Empowering IoT Security: On-Device Intrusion Detection in Resource Constrained Devices

TL;DR

This paper presents lightweight machine learning models, including decision trees and neural networks, for real-time intrusion detection on resource-constrained IoT microcontrollers, achieving high accuracy while conserving memory.

Contribution

It introduces resource-efficient, on-device intrusion detection models tailored for microcontrollers, balancing accuracy and computational demands.

Findings

Decision tree achieves 99% detection accuracy.

Neural network achieves 96% detection accuracy.

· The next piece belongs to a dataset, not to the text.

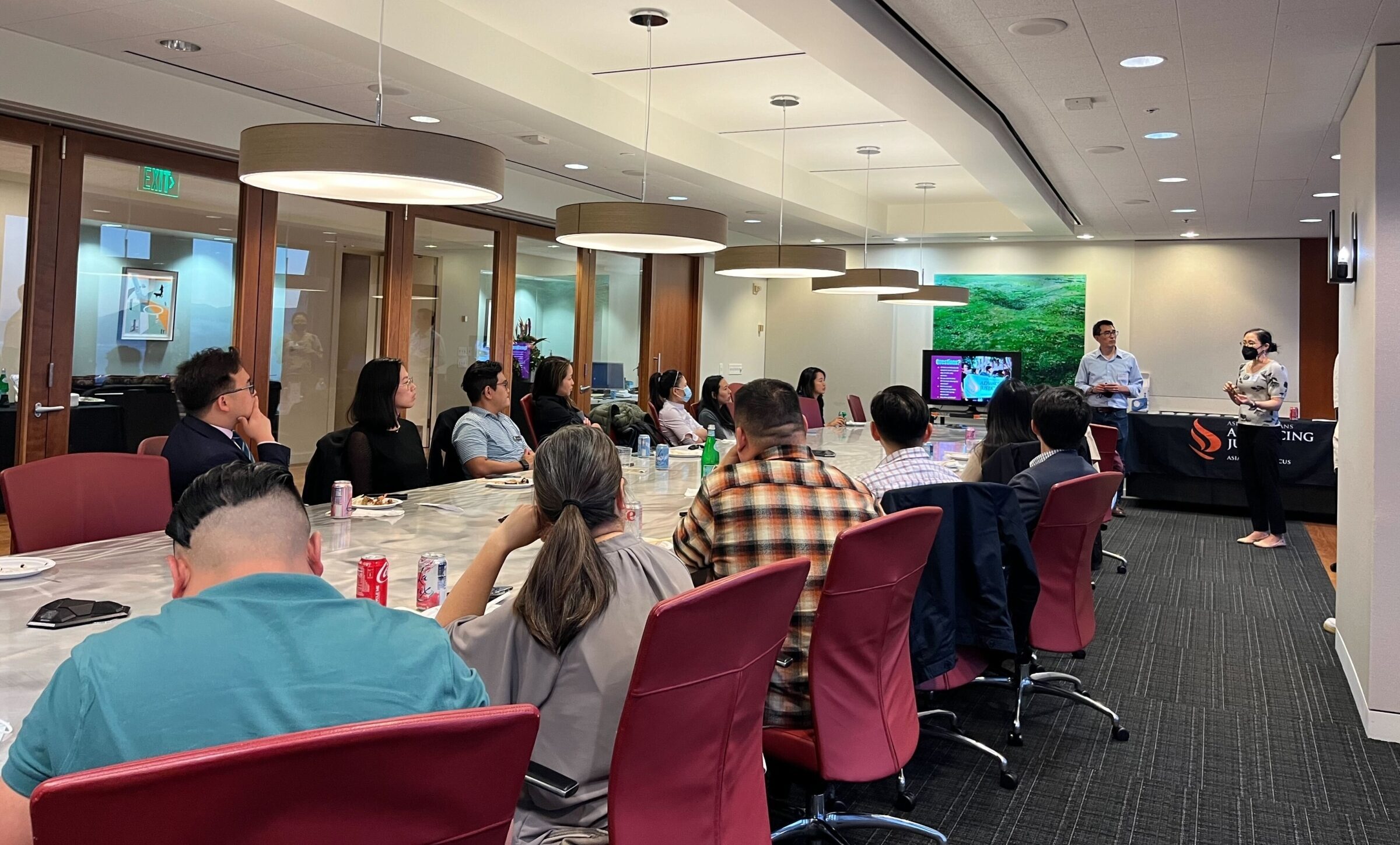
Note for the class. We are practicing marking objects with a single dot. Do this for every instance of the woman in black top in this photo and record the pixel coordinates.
(554, 386)
(715, 407)
(386, 451)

Both models are suitable for real-time IoT security on microcontrollers.

Abstract

IoT devices particularly microcontrollers are challenged by their inherent limitations in processing capabilities, memory capacity, and energy conservation. Securing communication within IoT networks is further complicated by the heterogeneity of devices and the myriad of potential security threats. Our study introduces a lightweight model that utilises machine learning algorithms to achieve a notable detection accuracy of 99% using a decision tree method and 96% using a neural network in identifying cyber threats, including Denial of Service and Man-in-the-Middle attacks which make up the majority of the attacks these devices face. While the decision tree method offers higher accuracy, it requires more computational resources, whereas the neural network approach, despite a slightly lower accuracy, is more memory-efficient. Both methods enhance the real-time monitoring and defence of IoT networks, safeguarding the transmission of data. Additionally, our approach is tailored to conserve memory and optimise computational demands, rendering it suitable for deployment on microcontrollers with limited resources.